L'anthologie "Le voyage en Polynésie" nous entraîne à la rencontre de ces navigateurs et voyageurs.
"Je hais les voyages et les explorateurs", le célèbre "mot" du père de l'anthropologie structurale, Claude Lévi-Strauss est la première phrase d'un livre qui révolutionnera l'ethnologie, "Tristes Tropiques". Un hommage vient de lui être rendu à l'occasion du sixième anniversaire de sa mort, le 30 octobre 2009 à l'âge respectable de 100 ans.
A la rencontre des voyageurs
Il est probable que Claude Lévi-Strauss aurait apprécié "Le voyage en Polynésie" (coll."Bouquins") qui a paru un mois après sa disparition, en novembre 2009. Il s'agit d'une anthologie des voyageurs occidentaux de Wallis à Segalen et Jack London, de Cook et Bougainville à Melville. Plus de cinquante vies jetées dans le "Grand océan", explorateurs, baleiniers, naufragés, voyageurs esthètes comme Paul Gauguin et Julien Viaud avant que la reine Pomare ne l'appelle (Pierre) Loti, du nom d'une fleur.

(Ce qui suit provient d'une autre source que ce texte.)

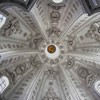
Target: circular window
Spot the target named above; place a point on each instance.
(51, 48)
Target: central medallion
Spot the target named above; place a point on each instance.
(51, 48)
(52, 52)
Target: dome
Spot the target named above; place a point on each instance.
(49, 50)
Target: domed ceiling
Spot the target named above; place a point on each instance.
(49, 50)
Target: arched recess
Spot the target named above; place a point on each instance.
(2, 20)
(24, 4)
(97, 87)
(4, 83)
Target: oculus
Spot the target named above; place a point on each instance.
(51, 48)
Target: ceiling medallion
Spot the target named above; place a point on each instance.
(55, 16)
(51, 48)
(52, 52)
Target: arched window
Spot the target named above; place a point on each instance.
(97, 86)
(4, 83)
(2, 20)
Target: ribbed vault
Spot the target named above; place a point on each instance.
(50, 51)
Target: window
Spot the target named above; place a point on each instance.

Ce "voyage en Polynésie" est exactement l'inverse d'un livre qui se complaît dans les anecdotes de l'exotisme ou de l'aventure. Ce que haïssait Claude Levi-Strauss.
Il consacra son existence à tenter de comprendre l'humaine condition sous les cieux les plus divers et à remettre en cause notre vision européenne de la civilisation.
A la rencontre des Polynésiens
Le livre est ce qu'il est convenu de nommer un "pavé". Plus de 1200 pages sur papier bible. En réalité très digeste. Il suffit de le "consommer" par petites doses, chapitre après chapitre, auteur après auteur, archipel après archipel. Etonnantes expériences humaines que celles de ces navigateurs qui pour des raisons diverses se sont lancés sur l'immensité inconnue de l'océan. Ils rentrent en contact avec des populations polynésiennes qui sont là depuis des milliers d'années. Des peuples-navigateurs qui ont su survivre aux grandes traversées du Pacifique, d'île en île. Des peuples qui ont développé des cultures originales.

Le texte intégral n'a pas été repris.